The wisdom of reverse-engineering Nature has frequently been questioned. The skepti-
cism was not totally unfounded. One of the best-known attempts to imitate Nature was
Leonardo da Vinci's idea of designing a flying machine by imitating how a bird flies (33).
As the history of technology transpires, all designs based on flapping wings failed.
However, the argument against this particular example had an inherent flaw. A closer look
at the history of science and technology reveals a sufficient number of successful examples
of imitating Nature to warrant a second thought. It is important to remind ourselves that
even the case of flying machines could be reinterpreted to favor reverse engineering, if one
examines the case from a different angle.
Indeed, an important aspect of aircraft designs was a consequence of imitating Nature.
Most, if not all, aircrafts, which glide in mid-air, have a wing profile similar to that of a
bird: the curvature of the top surface is greater than that of the bottom surface, thus giv-
ing rise to a longer path of air flow on the top than on the bottom surface. It is well known
that such a feature gives rise to a force of floatation (lifting) in air (Bernoulli principle). The
departure from a “verbatim” imitation of birds was reflected in completely different
designs of the propulsion mechanism. Birds use wings for both floatation and propulsion
whereas using the wings for propulsion is ill conceived because moving parts, made of
conventional materials, are usually the first to break. But then who said that both the
propulsion and the floatation mechanisms must be implemented with a single device?

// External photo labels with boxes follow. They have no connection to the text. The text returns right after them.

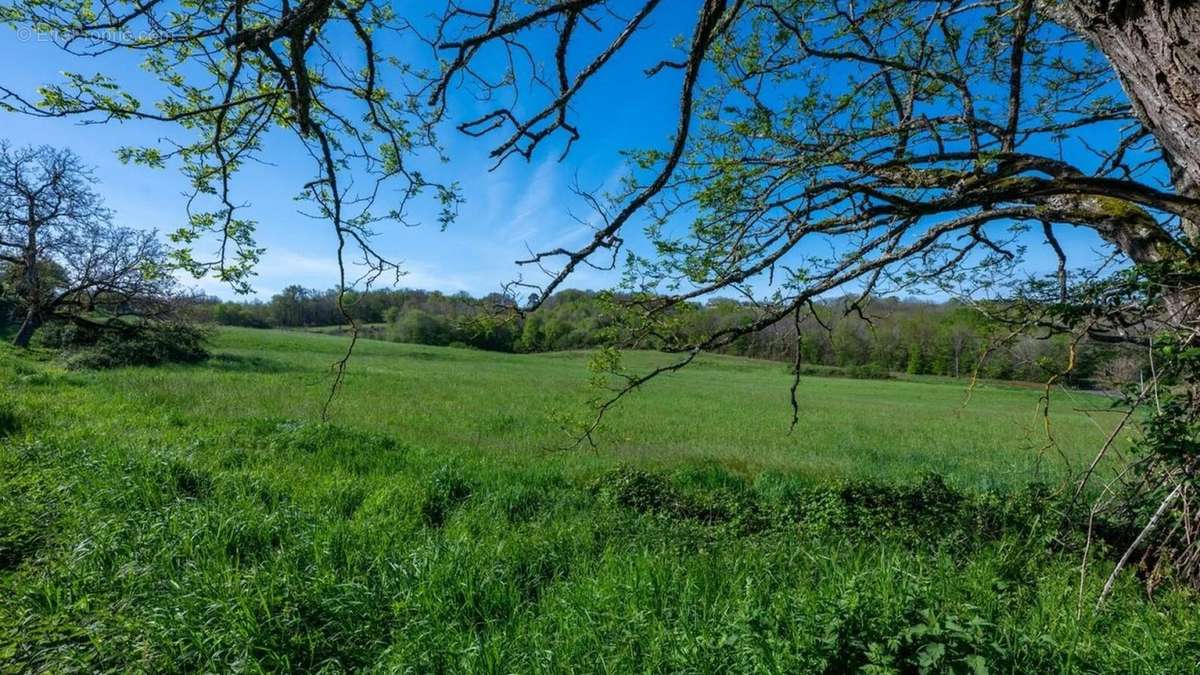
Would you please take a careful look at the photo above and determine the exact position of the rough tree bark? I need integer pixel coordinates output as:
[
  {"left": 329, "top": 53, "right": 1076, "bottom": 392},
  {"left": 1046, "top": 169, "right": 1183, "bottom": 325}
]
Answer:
[{"left": 1048, "top": 0, "right": 1200, "bottom": 234}]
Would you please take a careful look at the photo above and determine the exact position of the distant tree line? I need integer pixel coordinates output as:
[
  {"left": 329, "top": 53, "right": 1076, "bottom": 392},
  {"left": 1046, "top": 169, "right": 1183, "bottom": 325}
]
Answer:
[{"left": 198, "top": 286, "right": 1142, "bottom": 387}]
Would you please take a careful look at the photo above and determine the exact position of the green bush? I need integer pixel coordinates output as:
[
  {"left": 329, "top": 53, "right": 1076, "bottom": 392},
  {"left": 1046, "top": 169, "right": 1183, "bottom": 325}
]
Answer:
[{"left": 42, "top": 321, "right": 209, "bottom": 370}]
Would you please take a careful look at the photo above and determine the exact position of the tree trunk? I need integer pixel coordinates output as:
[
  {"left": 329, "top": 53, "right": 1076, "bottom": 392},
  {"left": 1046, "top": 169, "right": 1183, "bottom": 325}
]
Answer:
[
  {"left": 12, "top": 310, "right": 42, "bottom": 348},
  {"left": 1048, "top": 0, "right": 1200, "bottom": 234}
]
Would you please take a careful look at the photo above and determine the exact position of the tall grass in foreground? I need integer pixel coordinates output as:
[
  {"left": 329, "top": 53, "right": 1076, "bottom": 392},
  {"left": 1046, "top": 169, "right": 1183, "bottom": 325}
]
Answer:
[{"left": 0, "top": 333, "right": 1200, "bottom": 673}]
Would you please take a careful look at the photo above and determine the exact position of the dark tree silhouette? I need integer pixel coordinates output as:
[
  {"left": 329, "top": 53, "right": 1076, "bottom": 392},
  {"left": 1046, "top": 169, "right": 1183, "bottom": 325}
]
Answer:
[{"left": 0, "top": 142, "right": 173, "bottom": 347}]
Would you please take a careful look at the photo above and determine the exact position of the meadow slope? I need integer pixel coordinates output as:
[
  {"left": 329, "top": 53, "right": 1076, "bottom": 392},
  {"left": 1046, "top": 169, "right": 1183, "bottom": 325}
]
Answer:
[{"left": 0, "top": 330, "right": 1200, "bottom": 673}]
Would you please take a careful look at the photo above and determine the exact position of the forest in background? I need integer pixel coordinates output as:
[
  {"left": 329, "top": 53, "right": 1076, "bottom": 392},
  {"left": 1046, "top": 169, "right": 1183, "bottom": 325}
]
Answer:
[{"left": 197, "top": 286, "right": 1142, "bottom": 388}]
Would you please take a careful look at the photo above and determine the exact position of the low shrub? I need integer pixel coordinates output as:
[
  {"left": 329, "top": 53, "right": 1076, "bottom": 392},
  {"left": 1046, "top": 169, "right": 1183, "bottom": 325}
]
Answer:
[{"left": 42, "top": 321, "right": 209, "bottom": 370}]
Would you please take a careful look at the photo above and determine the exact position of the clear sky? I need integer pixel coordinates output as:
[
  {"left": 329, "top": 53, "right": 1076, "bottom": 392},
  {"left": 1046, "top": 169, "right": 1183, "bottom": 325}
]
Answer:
[{"left": 0, "top": 6, "right": 1113, "bottom": 298}]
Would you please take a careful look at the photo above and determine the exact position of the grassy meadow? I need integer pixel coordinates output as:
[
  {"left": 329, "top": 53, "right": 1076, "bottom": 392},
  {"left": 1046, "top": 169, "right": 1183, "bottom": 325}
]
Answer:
[{"left": 0, "top": 329, "right": 1200, "bottom": 673}]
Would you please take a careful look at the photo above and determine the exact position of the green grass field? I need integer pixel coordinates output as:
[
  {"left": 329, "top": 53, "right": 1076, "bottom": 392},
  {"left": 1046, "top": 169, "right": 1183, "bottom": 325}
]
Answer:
[{"left": 0, "top": 330, "right": 1200, "bottom": 673}]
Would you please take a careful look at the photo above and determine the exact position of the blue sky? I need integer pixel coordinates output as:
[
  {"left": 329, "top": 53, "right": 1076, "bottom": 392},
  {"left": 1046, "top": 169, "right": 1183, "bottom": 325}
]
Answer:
[
  {"left": 0, "top": 10, "right": 1123, "bottom": 298},
  {"left": 0, "top": 13, "right": 691, "bottom": 298}
]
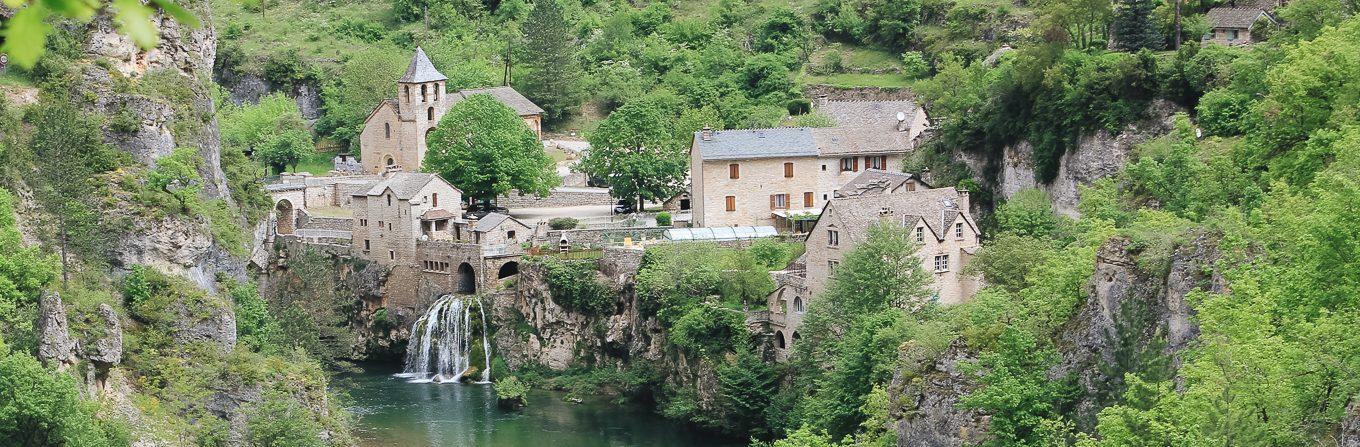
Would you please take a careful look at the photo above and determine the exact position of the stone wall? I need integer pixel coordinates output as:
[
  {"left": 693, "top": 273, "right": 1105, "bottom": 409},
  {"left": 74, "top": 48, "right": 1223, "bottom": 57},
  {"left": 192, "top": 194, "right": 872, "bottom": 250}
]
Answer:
[{"left": 496, "top": 187, "right": 617, "bottom": 209}]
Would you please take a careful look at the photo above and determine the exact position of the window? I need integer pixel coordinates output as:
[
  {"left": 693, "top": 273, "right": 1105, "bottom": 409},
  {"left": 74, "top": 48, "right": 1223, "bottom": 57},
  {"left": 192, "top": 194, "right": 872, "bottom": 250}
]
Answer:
[
  {"left": 770, "top": 194, "right": 789, "bottom": 209},
  {"left": 936, "top": 254, "right": 949, "bottom": 273},
  {"left": 864, "top": 155, "right": 888, "bottom": 170}
]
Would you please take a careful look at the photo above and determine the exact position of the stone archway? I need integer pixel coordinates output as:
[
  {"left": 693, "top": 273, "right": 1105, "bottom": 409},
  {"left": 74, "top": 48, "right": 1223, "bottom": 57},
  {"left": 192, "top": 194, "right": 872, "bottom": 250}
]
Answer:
[
  {"left": 456, "top": 262, "right": 477, "bottom": 293},
  {"left": 496, "top": 261, "right": 520, "bottom": 280},
  {"left": 273, "top": 198, "right": 298, "bottom": 235}
]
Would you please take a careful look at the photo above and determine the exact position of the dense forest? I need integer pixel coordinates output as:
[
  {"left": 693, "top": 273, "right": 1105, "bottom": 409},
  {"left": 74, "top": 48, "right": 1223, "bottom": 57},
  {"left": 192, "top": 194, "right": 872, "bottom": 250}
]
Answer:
[{"left": 0, "top": 0, "right": 1360, "bottom": 447}]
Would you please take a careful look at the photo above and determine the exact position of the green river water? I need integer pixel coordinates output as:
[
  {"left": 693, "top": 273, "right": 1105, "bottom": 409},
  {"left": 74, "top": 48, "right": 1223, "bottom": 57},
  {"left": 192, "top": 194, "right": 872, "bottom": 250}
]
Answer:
[{"left": 341, "top": 367, "right": 745, "bottom": 447}]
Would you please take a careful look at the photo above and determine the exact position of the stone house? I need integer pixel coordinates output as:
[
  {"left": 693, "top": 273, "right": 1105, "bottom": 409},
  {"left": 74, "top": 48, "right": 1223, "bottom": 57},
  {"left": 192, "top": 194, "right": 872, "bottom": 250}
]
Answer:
[
  {"left": 359, "top": 48, "right": 543, "bottom": 174},
  {"left": 351, "top": 173, "right": 462, "bottom": 265},
  {"left": 690, "top": 98, "right": 929, "bottom": 232},
  {"left": 1201, "top": 0, "right": 1280, "bottom": 46},
  {"left": 755, "top": 170, "right": 981, "bottom": 359}
]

Human ingenuity allowed past inventers to see through this superficial and imagined
restriction by seeking separate devices for floatation and propulsion. The obvious lesson
to learn is that imitation need not be performed at a superficial or “verbatim” level but
rather at a deeper, more fundamental level of principles. To be able to do so requires some
basic understanding. This is why basic research is important for technological endeavors.